Bizleri sürgün edenler, kurumun imkanlarını kullanarak adeta saltanat hayatı yaşamaktadırlar. Bölge Müdürü ve Servis Müdürleri kurumun kiraladığı araçları özel işlerinde kullanmaktadır. Bölge Müdürünün oğlu Mustafa Can Yurtcu tarafından kurumun 35 ATM 252 Plakalı Passat marka lüks makam aracıyla çakarlı olarak bayramda tam 1800 km yol yapılmış ve bununla ilgili puantajlar kaybedilmiştir. Yine bir Servis Müdürünün eşi her gün düzenli olarak kurumun kiraladığı (35ATB643) plakalı araç ve şöförü ile başka bir kurumdaki işyerinden evine, evinden işyerine, yine her ne özelliği varsa Kira Şefi ve dışardan hizmet alımıyla alınan taşeron bir kadın çalışanı Emlak Servis Müdürlüğüne bağlı (35 ATE 899- 35ATB643) araçlar ve kurumun şöförü ile her gün Alsancak’taki işyerinden Manisa’ya düzenli olarak getirilip götürülmektedir. Emlak Servis Müdürlüğüne ait bu araçlar kiralama şartnamesine de uymamaktadır. Bu araçların tamamının yakıtları kurum tarafından alınmakta, HGS OGS ücretleri de kurum tarafından ödenmektedir. Araçların yakıtmatikleri ve HGS OGS kayıtları kontrol edildiğinde tüm bu gerçekler ortaya çıkacaktır. Bölge Müdürü Urla açıklarında, okey oynadıkları müteahhidin kiraladığı yatla tatil yapmış mıdır? Bu yatın ücreti kim tarafından ödenmiştir? Kuruma fatura edilmiş midir? Urla Kampında Bölge Müdürü ve akrabaları sürekli ücretsiz mi kalmaktadır? Urla kampının güvenlik kameraları neden Haziran ayında sökülmüştür? Hard diskleri ortadan kaldırılmış mıdır? Urla kampında neler saklanmak istenilmektedir?

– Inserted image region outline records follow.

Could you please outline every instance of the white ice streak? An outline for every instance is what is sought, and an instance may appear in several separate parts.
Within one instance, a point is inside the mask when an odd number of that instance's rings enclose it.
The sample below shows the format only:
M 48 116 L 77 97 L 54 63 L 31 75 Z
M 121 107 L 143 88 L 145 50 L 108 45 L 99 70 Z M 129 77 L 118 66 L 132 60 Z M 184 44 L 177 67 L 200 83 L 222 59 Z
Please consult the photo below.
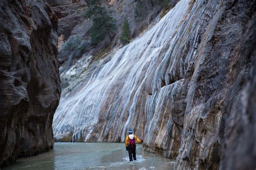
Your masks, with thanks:
M 170 75 L 175 74 L 163 71 L 160 67 L 172 57 L 169 55 L 172 44 L 178 38 L 174 33 L 189 1 L 180 1 L 156 25 L 119 49 L 103 67 L 96 69 L 84 87 L 60 100 L 53 118 L 55 138 L 63 138 L 71 132 L 73 139 L 83 137 L 87 140 L 100 114 L 103 118 L 111 114 L 110 119 L 118 115 L 120 125 L 123 123 L 121 122 L 125 115 L 129 114 L 123 124 L 124 127 L 118 129 L 123 134 L 126 133 L 142 91 L 148 90 L 145 86 L 150 86 L 151 93 L 154 94 L 161 87 L 159 75 L 168 84 L 171 79 Z M 166 47 L 166 54 L 161 54 Z M 171 59 L 169 67 L 175 66 L 172 65 L 172 60 L 174 59 Z M 181 67 L 179 69 L 181 74 Z M 171 68 L 169 69 L 175 72 Z M 148 125 L 151 128 L 153 124 Z M 122 140 L 124 139 L 122 136 Z

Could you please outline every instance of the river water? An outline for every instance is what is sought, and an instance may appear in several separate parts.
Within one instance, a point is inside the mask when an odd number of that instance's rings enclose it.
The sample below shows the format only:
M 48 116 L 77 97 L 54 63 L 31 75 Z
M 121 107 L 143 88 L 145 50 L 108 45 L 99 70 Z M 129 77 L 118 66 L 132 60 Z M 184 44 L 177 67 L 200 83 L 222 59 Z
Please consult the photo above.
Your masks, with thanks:
M 137 161 L 129 161 L 124 144 L 57 143 L 52 150 L 19 158 L 4 169 L 172 169 L 173 160 L 143 151 L 137 145 Z

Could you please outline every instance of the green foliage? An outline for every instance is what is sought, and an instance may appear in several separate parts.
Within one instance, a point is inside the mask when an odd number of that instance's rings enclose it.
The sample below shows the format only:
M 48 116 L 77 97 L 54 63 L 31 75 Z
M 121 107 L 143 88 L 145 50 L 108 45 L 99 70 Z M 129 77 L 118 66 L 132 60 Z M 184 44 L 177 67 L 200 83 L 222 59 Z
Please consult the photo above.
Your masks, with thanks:
M 123 45 L 125 45 L 130 42 L 130 26 L 128 20 L 125 19 L 123 25 L 120 40 Z
M 111 37 L 117 30 L 116 21 L 109 16 L 105 7 L 92 4 L 89 6 L 86 17 L 92 16 L 92 26 L 90 29 L 92 42 L 97 44 L 106 36 Z

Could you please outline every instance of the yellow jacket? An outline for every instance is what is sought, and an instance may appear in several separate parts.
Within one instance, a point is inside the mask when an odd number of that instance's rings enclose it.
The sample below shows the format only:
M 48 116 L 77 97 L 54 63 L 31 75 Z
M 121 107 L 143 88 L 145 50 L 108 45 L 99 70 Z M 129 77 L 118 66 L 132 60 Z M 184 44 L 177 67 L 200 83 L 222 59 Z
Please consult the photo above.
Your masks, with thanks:
M 135 140 L 136 140 L 138 143 L 142 143 L 142 141 L 139 140 L 135 134 L 134 135 L 134 138 L 135 139 Z M 125 139 L 125 147 L 128 146 L 128 145 L 129 145 L 129 137 L 127 135 L 126 136 L 126 138 Z

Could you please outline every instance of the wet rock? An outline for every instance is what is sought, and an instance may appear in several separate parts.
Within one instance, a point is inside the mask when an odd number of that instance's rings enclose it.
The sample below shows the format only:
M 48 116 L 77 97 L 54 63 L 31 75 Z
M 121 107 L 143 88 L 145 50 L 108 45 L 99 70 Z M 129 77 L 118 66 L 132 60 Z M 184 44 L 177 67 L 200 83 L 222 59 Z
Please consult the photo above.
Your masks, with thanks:
M 255 6 L 181 0 L 107 60 L 87 65 L 84 54 L 68 69 L 73 86 L 55 116 L 55 138 L 124 141 L 132 128 L 147 151 L 176 158 L 177 169 L 253 168 Z
M 60 82 L 58 20 L 41 1 L 0 5 L 0 167 L 53 146 Z

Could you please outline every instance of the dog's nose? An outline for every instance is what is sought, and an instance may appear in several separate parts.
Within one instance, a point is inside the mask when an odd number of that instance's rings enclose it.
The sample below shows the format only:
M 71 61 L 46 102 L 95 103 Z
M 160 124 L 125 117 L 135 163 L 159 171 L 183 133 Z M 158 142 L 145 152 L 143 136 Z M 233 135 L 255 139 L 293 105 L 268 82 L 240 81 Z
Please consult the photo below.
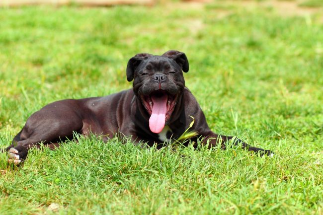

Bölge Müdürü kurumun çıkarlarını korumaktan, üyelerinin haklarını savunmaktan başka bir şey düşünmeyen biz BTS üyeleri ile uğraşacağına bunların hesabını vermelidir. Devletin makamları saltanat makamlarına çevrilmiştir.
TCDD 3.Bölge Müdürlüğü adeta saltanat makamı gibi yönetilmektedir. Kurumları asıl zarara uğratan işte bu israflar, bu saltanat hayatlarıdır. Özelleştirmelerin yolunu açan da bu israflardır.
Bölge Müdürlüğümüzde bunlar yaşanırken gerçek demokrasi, eşit yurttaşlık, temel hak ve özgürlüklerin genişlemesi için, sendikal faaliyette bulunma özgürlüğünü kullananlar, gerçekleri halkla, kamuoyuyla paylaşanlar mücadele edenler iktidarın ve onun partizan temsilcileri kurum yöneticilerinin yoğun baskı, sürgün ve soruşturmalarına maruz kalmaktadır. Peşpeşe yapılan düzenlemeler ve hukuk dışı uygulamalar ile iş güvencemize göz dikenler, üyelerimizi tehdit ederek hizaya getirmek ve sindirmek istemektedir.
İktidarın kendileri gibi düşünmeyen herkesi hedef haline getirdiği bir dönemde demokratik koşullarda çalışmayı ve laik yaşam mücadelesini yükseltmek, iş güvencemize sahip çıkmak, artan baskılara, soruşturma, sürgün ve cezalandırma girişimlerine boyun eğmeyeceğimizi göstermek için, özelleştirmeye hayır demek için, çocuklarımızın ve ülkemizin geleceğine sahip çıkmak için mücadelede kararlıyız.